Good morning! I can't make sense of an inverse of a matrix appearing in a calculation for a Wiener Path Integral. In discretized form: $$\int \prod_{i=1}^N \frac{dx_i}{\sqrt{\pi \epsilon}} e^{-\frac{1}{\epsilon} \sum_{i=1}^N \left( x_i-x_{i-1} \right)^2-\sum_{i=1}^N p_i x^2_i} \delta(x_N-x)$$ where $p_j=p(j\epsilon)$ and $p(\tau)$ is a real function.
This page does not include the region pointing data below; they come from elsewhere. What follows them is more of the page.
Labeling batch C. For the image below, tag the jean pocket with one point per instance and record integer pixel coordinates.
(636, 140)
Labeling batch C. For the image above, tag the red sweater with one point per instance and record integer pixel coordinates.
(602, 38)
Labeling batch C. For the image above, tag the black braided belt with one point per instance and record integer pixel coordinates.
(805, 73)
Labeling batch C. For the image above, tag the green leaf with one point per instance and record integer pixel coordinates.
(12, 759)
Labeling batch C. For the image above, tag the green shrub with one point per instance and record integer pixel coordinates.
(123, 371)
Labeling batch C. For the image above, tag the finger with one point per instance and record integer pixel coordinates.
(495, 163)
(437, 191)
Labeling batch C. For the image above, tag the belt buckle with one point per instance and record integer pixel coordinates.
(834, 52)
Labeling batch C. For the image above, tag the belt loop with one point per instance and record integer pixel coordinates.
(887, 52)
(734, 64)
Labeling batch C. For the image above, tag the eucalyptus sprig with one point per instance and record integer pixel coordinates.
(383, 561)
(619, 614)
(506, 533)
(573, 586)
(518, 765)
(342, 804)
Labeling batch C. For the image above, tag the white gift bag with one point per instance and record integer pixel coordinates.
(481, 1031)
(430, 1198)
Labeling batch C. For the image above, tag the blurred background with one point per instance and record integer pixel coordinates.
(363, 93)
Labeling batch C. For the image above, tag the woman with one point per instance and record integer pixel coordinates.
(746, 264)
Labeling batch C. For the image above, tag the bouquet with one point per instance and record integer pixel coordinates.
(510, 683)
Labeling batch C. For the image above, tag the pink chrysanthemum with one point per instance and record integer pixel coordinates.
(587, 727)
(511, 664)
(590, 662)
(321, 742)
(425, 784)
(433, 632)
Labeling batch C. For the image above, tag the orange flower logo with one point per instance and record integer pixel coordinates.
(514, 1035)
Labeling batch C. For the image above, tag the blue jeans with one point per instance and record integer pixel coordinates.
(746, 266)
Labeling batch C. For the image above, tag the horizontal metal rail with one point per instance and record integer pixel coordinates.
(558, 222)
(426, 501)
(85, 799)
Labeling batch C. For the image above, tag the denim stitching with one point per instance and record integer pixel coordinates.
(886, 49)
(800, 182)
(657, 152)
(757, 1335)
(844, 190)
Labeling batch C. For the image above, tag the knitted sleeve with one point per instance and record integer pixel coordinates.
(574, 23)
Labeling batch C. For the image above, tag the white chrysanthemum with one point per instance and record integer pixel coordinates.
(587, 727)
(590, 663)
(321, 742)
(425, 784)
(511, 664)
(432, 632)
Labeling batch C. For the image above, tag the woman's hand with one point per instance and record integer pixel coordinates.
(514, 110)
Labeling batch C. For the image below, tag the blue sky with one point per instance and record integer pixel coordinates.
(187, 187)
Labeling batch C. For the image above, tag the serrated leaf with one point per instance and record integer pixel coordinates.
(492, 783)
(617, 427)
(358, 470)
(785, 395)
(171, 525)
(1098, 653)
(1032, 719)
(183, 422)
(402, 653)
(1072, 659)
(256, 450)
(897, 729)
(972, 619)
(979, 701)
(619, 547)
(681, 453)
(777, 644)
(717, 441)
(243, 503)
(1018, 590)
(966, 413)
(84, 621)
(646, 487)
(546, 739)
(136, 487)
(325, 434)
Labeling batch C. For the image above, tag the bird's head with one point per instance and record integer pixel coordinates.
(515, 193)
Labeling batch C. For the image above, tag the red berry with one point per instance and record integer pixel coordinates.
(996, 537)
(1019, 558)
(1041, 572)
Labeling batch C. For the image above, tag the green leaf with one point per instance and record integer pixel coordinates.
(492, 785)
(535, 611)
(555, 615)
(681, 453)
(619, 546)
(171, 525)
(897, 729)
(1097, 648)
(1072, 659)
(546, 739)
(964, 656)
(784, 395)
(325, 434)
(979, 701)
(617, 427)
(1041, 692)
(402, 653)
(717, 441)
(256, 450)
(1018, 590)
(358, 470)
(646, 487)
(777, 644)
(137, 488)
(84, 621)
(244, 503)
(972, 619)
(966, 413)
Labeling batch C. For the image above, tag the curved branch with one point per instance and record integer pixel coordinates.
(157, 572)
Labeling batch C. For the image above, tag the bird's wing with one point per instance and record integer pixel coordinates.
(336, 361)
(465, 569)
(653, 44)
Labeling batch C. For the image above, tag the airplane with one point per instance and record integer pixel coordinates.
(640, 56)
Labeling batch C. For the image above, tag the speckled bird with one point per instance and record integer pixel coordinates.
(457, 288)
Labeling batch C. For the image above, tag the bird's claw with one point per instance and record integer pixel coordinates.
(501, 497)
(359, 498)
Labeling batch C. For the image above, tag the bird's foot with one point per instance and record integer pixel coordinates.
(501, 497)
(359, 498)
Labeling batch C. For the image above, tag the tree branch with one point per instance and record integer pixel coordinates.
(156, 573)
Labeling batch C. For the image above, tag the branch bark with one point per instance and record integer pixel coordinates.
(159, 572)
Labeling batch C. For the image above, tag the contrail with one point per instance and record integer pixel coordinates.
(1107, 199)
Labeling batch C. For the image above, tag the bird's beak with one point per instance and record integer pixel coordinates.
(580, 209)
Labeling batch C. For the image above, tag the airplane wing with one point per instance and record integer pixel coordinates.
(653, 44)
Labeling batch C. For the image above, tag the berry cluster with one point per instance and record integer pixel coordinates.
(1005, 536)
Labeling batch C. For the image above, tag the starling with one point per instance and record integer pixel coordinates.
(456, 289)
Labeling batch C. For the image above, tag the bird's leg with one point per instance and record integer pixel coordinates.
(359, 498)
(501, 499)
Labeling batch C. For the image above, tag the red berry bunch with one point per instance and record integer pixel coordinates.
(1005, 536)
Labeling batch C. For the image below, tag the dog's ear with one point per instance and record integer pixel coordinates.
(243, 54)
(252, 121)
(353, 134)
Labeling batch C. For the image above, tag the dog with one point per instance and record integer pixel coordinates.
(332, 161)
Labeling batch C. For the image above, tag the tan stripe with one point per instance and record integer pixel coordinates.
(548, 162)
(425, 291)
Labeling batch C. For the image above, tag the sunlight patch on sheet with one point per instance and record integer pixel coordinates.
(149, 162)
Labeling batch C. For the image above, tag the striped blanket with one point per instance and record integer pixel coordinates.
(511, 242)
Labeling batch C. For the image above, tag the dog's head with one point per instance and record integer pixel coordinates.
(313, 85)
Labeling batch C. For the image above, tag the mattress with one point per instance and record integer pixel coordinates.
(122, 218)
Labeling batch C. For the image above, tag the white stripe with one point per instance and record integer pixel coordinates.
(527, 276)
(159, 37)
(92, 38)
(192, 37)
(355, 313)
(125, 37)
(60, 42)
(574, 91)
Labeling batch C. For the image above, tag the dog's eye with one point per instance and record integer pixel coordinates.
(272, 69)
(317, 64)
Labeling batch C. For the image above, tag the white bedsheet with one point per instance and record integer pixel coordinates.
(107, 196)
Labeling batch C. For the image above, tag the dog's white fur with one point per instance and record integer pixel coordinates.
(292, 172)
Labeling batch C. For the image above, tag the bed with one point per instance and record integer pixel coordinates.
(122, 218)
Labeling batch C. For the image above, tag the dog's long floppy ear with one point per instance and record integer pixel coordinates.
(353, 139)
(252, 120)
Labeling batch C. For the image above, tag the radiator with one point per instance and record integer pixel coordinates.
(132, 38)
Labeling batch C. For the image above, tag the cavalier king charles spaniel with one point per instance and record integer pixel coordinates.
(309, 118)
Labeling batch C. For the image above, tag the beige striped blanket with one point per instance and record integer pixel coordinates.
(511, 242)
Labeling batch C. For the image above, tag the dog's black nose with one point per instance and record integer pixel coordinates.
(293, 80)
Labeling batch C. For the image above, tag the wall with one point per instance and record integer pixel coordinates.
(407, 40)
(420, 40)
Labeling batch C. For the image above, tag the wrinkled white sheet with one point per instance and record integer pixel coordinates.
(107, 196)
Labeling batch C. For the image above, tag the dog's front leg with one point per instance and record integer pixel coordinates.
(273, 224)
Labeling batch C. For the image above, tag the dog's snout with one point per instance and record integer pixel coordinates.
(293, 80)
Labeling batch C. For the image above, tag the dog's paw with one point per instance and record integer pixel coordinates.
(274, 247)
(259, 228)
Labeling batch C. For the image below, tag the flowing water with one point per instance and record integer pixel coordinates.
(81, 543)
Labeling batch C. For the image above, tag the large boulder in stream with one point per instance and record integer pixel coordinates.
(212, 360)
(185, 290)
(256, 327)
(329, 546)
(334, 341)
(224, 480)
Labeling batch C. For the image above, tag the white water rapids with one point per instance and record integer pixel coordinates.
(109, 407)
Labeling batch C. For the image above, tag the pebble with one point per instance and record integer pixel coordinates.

Now i wrote the delta function as an integral and in the end I have a gaussian integral where i need the determinant of the matrix $$ a = \begin{bmatrix} a_1 & -\frac{1}{\epsilon} & 0 & \dots & \dots & 0 \\ -\frac{1}{\epsilon} & a_2 & \frac{-1}{\epsilon} & \dots & \dots & 0 \\ 0 & -\frac{1}{\epsilon} & a_3 & -\frac{1}{\epsilon} & \cdots & 0 \\ \vdots & \dots & -\frac{1}{\epsilon} & \dots & \dots & \vdots \\ \vdots & & & & & -\frac{1}{\epsilon} \\ 0 & \dots & \dots & 0 & -\frac{1}{\epsilon} & a_N \end{bmatrix}$$ where $a_i=p_i \epsilon + \frac{2}{\epsilon} \quad j \neq N$ and $a_N=p_N \epsilon + \frac{1}{\epsilon}$. I made sense of the determinant thanks to the Gelfand Yaglom method but I have no idea how to compute the inverse matrix element $a^{-1}_{N,N}$. Any clue?

Answer 1

It's a tridagonal matrix, so the inverse is found as the Green function of the associated three-term recurrence relation. There is no closed-form solution for general $p_i$, but a detailed description of the related math is in the excercises starting on page 86 of my lecture notes at https://courses.physics.illinois.edu/phys508/fa2018/amaster.pdf.

Note in particular problem 2.16. This writes the matrix element that you want as a continued fraction, and also comments on the connection to Haydock recusion.